Reconnective Healing may look superficially similar, but the differences are immense. The biggest difference is that in RH, the energy does not go through the healer before it reaches the client. The Reiki practitioner uses his body like an energetic cauldron, cultivating and strengthening the energy and then transmitting it to the client. The RH practitioner simply steps out of the way and connects the client directly to the energy field. The healer is merely a catalyst, not a conduit.

The first reason that makes such a big difference is obvious – the energy is not filtered through the healer’s energetic system, which means it’s immensely more powerful. In fact the difference in the strength of the energy is palpable to the client as well as measurable by science. See, for example, Dr. William Tiller’s experiments measuring the amount of thermodynamic energy in the room at a Reconnective Healing seminar.

The other important advantage of receiving the energy directly from the field is that the client cannot pick up anything negative from the healer’s energy field. Such an occurrence is rare because the healer will typically cleanse the energy before performing a healing; however this introduces additional complications that further reduce the effectiveness of the energy.

Early in the development of Reconnective Healing, the founder Dr. Eric Pearl consulted with some well known healers in his area. He was advised by the healers that he needed to use a cleansing ritual when dealing with this strange new energy – which was reasonable advice from people who had only ever dealt with more traditional healing methods. As Dr. Pearl had not yet discovered the true infinite nature of the RH energy, he followed their advice and began to include elaborate cleansing procedures in his healings. He has some amusing stories about the absurd rituals he was expected to perform. But however absurd, he tried them all – and the effectiveness of the healings decreased.

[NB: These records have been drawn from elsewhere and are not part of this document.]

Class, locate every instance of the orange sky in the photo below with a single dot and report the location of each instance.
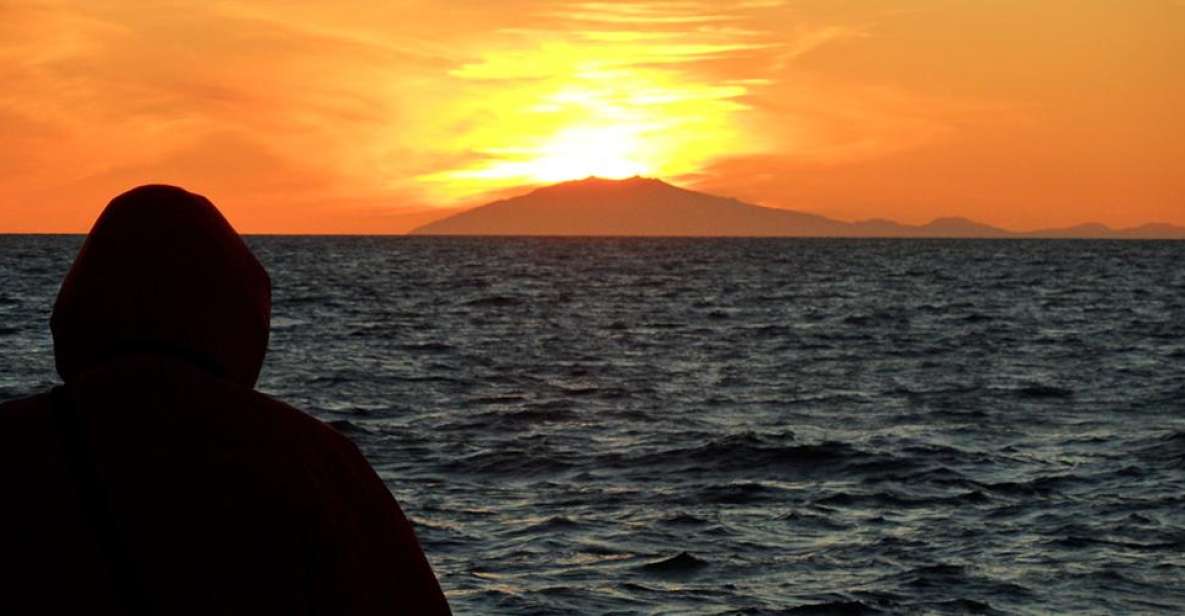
(360, 116)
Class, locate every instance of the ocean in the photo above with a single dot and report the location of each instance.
(741, 427)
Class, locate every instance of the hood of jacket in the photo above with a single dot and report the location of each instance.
(164, 271)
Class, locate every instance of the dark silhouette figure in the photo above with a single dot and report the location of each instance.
(157, 480)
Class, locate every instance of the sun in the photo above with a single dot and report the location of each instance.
(568, 113)
(612, 152)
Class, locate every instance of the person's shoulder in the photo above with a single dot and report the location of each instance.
(301, 424)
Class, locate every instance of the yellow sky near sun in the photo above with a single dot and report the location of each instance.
(358, 116)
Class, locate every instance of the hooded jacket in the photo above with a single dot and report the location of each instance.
(157, 480)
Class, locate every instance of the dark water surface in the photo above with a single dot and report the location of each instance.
(738, 427)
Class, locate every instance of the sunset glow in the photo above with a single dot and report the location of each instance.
(376, 117)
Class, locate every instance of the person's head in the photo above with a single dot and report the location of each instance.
(164, 271)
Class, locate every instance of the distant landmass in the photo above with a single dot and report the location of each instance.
(642, 206)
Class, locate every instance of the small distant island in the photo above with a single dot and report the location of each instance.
(651, 207)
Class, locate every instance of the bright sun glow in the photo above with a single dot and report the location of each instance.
(570, 154)
(570, 111)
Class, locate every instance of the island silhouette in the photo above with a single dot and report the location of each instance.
(651, 207)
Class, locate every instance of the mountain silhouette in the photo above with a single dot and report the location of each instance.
(644, 206)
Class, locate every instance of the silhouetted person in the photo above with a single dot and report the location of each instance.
(157, 480)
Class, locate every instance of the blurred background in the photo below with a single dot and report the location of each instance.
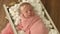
(52, 6)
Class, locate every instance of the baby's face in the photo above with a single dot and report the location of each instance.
(27, 10)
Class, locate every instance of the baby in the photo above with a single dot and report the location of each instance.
(30, 22)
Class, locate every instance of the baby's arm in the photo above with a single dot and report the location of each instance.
(7, 29)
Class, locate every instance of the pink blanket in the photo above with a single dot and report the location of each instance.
(32, 25)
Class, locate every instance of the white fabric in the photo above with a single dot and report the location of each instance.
(37, 6)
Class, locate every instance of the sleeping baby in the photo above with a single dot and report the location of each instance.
(30, 22)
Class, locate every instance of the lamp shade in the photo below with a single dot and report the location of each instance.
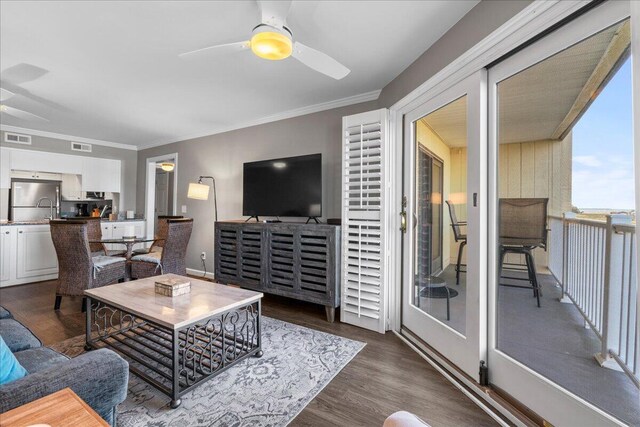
(198, 191)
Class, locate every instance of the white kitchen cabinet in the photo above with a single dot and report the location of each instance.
(29, 160)
(7, 254)
(36, 256)
(71, 188)
(101, 175)
(5, 168)
(48, 176)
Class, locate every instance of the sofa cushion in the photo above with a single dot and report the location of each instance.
(16, 336)
(4, 313)
(10, 368)
(38, 359)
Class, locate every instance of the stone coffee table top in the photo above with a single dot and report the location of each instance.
(206, 299)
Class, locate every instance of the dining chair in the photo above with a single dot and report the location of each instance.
(522, 228)
(160, 236)
(77, 268)
(94, 233)
(172, 257)
(459, 237)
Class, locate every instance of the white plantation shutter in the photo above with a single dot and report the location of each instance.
(364, 148)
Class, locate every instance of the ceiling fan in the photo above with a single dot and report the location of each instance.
(15, 112)
(272, 40)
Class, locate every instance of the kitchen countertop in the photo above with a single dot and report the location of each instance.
(46, 221)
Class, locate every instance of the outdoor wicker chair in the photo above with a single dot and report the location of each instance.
(523, 227)
(161, 235)
(77, 269)
(459, 237)
(172, 257)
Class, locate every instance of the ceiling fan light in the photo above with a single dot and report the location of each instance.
(271, 45)
(167, 166)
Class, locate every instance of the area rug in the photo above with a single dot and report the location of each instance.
(298, 363)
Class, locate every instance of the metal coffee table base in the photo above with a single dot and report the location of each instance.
(176, 361)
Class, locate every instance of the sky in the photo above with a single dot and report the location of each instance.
(603, 148)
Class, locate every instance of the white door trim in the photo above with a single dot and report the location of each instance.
(531, 21)
(466, 349)
(150, 189)
(520, 381)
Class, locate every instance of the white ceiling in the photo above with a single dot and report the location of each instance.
(110, 70)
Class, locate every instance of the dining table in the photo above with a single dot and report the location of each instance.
(128, 242)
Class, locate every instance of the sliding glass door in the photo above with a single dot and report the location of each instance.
(443, 265)
(563, 306)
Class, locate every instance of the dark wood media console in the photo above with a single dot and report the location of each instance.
(300, 261)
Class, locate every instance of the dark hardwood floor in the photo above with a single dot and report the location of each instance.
(386, 376)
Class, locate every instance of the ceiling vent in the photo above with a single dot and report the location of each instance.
(77, 146)
(17, 138)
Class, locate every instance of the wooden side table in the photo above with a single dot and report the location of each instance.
(62, 408)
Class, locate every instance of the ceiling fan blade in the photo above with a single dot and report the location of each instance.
(319, 61)
(20, 114)
(5, 94)
(221, 49)
(274, 13)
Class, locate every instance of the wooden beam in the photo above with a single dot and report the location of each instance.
(618, 48)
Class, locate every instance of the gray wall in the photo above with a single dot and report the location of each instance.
(128, 157)
(482, 20)
(222, 155)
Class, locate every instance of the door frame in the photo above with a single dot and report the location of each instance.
(465, 350)
(521, 382)
(150, 189)
(535, 19)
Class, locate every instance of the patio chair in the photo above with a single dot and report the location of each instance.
(77, 269)
(161, 235)
(172, 257)
(523, 227)
(459, 237)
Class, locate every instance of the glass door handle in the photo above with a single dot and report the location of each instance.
(403, 215)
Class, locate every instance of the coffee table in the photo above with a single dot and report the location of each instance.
(175, 343)
(62, 408)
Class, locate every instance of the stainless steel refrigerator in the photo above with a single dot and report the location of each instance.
(33, 200)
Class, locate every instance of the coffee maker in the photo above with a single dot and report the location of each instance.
(82, 209)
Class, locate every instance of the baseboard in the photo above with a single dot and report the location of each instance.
(200, 273)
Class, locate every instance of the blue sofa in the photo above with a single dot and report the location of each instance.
(99, 377)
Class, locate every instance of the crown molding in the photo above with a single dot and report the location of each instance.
(342, 102)
(53, 135)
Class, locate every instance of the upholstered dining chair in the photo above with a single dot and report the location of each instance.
(172, 257)
(160, 236)
(459, 236)
(77, 268)
(94, 233)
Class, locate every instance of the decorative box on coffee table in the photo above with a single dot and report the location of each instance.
(175, 343)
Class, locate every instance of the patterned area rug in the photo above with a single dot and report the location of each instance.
(270, 391)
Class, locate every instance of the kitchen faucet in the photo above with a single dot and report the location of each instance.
(50, 206)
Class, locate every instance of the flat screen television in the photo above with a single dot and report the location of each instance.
(283, 187)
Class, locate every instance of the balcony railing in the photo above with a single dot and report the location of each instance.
(595, 262)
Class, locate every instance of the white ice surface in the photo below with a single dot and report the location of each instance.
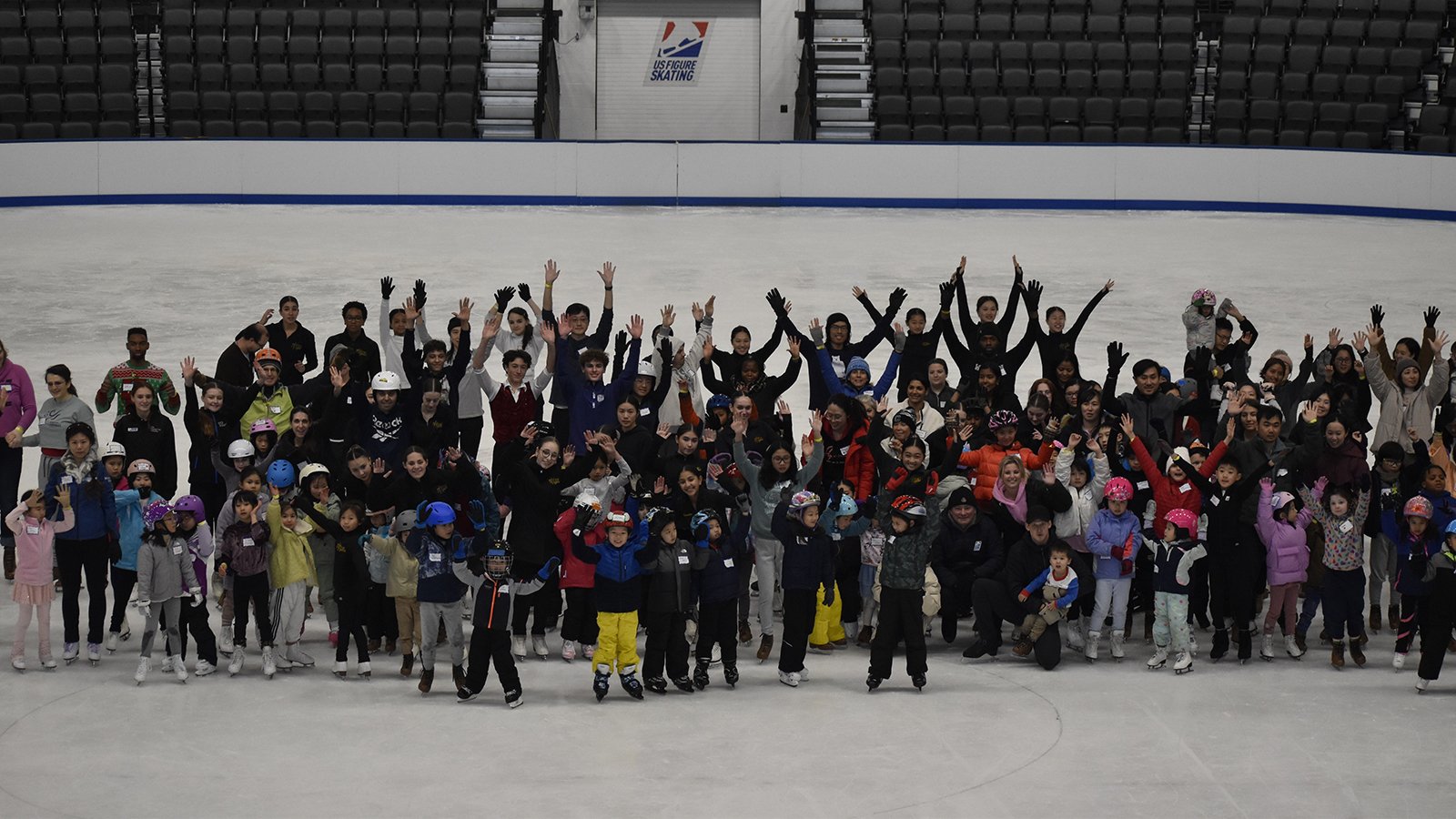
(996, 738)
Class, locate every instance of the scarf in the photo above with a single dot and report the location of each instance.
(1016, 506)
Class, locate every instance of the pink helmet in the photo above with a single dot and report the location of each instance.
(1184, 519)
(1118, 489)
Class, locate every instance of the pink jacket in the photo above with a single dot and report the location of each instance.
(1286, 548)
(34, 544)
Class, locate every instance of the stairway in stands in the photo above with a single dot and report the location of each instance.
(844, 102)
(513, 69)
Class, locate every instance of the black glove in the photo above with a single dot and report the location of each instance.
(1114, 356)
(776, 302)
(897, 298)
(1033, 295)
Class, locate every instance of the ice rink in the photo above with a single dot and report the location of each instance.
(985, 739)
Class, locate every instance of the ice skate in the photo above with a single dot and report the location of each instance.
(1159, 658)
(1075, 640)
(602, 682)
(1220, 644)
(631, 682)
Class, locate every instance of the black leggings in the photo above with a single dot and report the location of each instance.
(75, 557)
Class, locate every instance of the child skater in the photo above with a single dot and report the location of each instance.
(621, 561)
(1341, 516)
(490, 576)
(1059, 589)
(914, 526)
(1281, 526)
(717, 586)
(164, 576)
(34, 588)
(1172, 562)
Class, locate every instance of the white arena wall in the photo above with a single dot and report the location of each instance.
(1041, 177)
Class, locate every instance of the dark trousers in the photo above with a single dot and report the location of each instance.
(1343, 598)
(351, 624)
(715, 624)
(76, 557)
(491, 646)
(899, 620)
(545, 603)
(470, 430)
(666, 644)
(580, 620)
(194, 622)
(1411, 611)
(123, 581)
(995, 603)
(252, 589)
(379, 614)
(798, 622)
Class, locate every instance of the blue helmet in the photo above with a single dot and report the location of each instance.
(280, 474)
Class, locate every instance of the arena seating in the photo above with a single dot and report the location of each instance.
(1321, 73)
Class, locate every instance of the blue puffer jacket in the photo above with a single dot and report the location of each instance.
(1107, 532)
(95, 511)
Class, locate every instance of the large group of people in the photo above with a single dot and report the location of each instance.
(654, 480)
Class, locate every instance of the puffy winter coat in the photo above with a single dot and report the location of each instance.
(1405, 409)
(985, 467)
(1286, 547)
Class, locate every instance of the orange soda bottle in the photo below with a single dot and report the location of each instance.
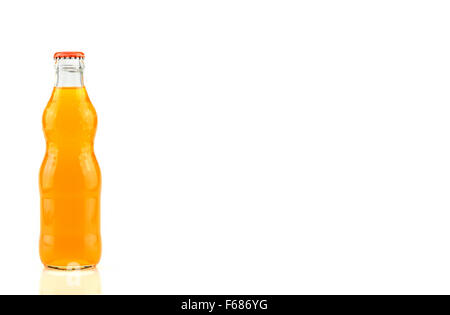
(70, 179)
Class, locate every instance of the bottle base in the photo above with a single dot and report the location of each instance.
(70, 268)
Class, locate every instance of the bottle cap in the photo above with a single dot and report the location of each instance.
(69, 54)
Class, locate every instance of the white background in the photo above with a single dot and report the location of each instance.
(247, 147)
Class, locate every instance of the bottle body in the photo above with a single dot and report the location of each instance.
(70, 182)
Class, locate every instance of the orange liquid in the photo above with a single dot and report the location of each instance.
(70, 182)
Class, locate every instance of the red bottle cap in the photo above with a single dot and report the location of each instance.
(69, 54)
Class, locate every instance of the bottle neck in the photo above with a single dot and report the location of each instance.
(69, 72)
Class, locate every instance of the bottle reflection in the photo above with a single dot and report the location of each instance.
(77, 282)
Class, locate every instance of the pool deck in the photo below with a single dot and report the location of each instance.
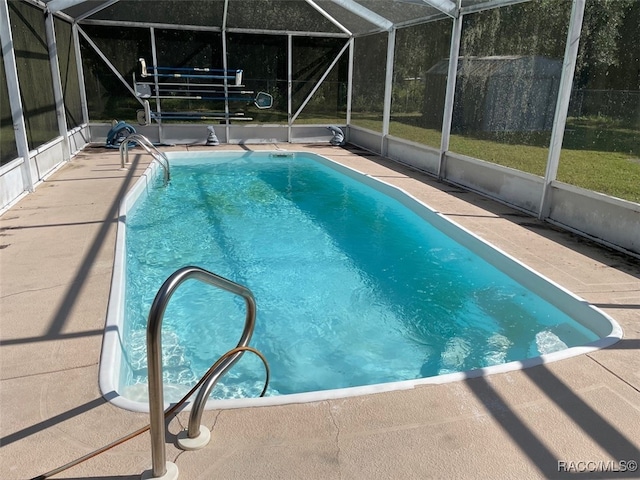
(559, 420)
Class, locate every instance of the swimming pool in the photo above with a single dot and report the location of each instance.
(359, 287)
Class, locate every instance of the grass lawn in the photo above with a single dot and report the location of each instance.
(597, 155)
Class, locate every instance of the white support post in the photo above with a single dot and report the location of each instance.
(350, 80)
(13, 88)
(562, 104)
(450, 94)
(319, 82)
(225, 66)
(154, 62)
(290, 118)
(388, 89)
(83, 89)
(58, 95)
(110, 65)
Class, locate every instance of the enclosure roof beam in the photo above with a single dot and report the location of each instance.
(315, 6)
(365, 13)
(448, 7)
(479, 7)
(97, 9)
(57, 5)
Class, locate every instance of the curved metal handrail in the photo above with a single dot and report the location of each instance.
(150, 148)
(212, 378)
(154, 348)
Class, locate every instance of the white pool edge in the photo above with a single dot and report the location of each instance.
(111, 355)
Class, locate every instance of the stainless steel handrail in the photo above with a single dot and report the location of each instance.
(150, 148)
(154, 349)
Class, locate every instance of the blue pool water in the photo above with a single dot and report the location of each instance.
(352, 287)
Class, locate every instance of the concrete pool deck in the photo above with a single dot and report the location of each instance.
(560, 420)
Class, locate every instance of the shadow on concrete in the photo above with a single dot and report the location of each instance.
(595, 426)
(67, 303)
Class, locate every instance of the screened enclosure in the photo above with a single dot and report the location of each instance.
(533, 103)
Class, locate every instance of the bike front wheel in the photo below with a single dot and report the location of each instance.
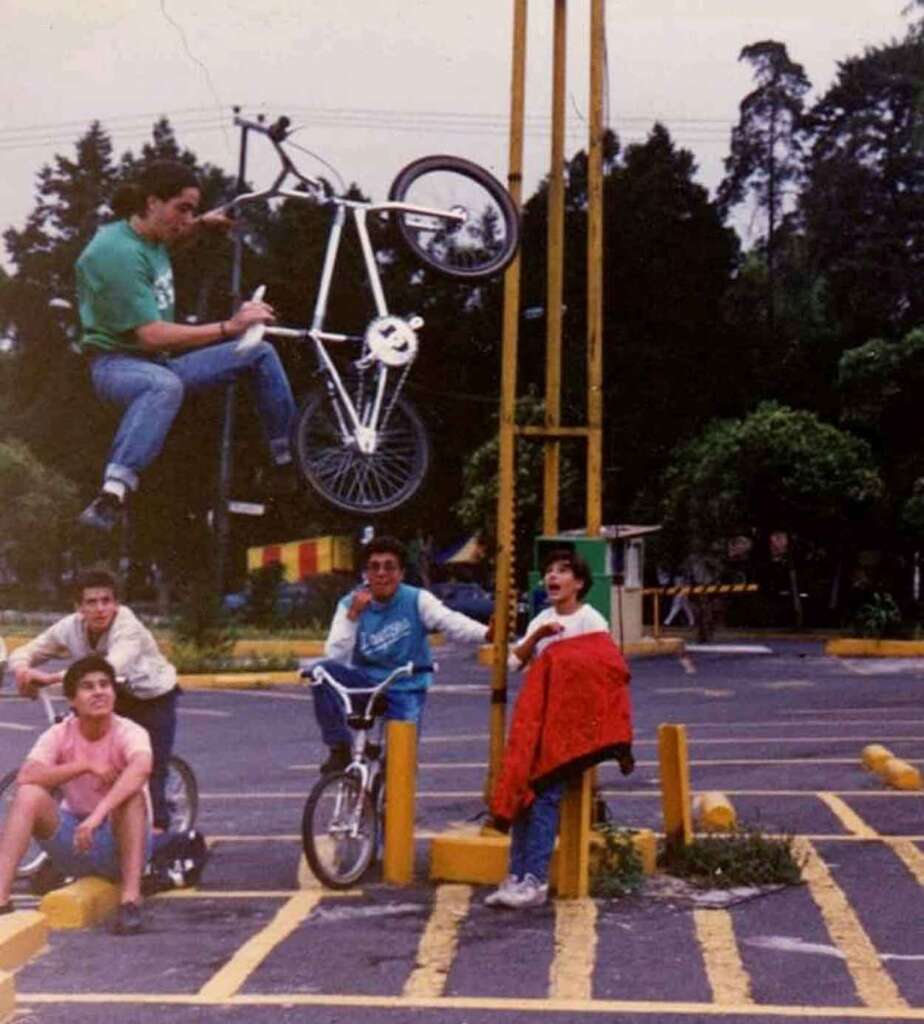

The conclusion is obvious – when you’re dealing with the infinite energy and intelligence of the universe, there is nothing that can be added to it. Dr. Pearl likens it to a jug that’s full to the brim with water – there is absolutely nothing more that can be added to it – and attempting to do so can only mean that there’s less room for the water. So adding cleansing rituals, intercessors, crystals, or specific intentions to our healings simply means there’s less room for the intelligence to do its perfect work. Nevertheless, the Reiki practitioner is forced into performing these rituals because of the possibility of transmitting negative energy to the client. The Reconnective Healing practitioner is not.

While all of this sounds nice in theory, it’s meaningless unless there’s solid evidence to support the increased effectiveness of RH over other modalities. In addition to Dr. Tiller’s research mentioned above, controlled studies on patients with frozen shoulder, and a study of severed leaves kept alive in a lab compared RH to other modalities. Reconnective Healing was the most effective modality by a considerable margin.

Dr. Pearl likes to say that if Reiki is R, Qigong is Q and Pranic Healing is P, Reconnective Healing is the alphabet.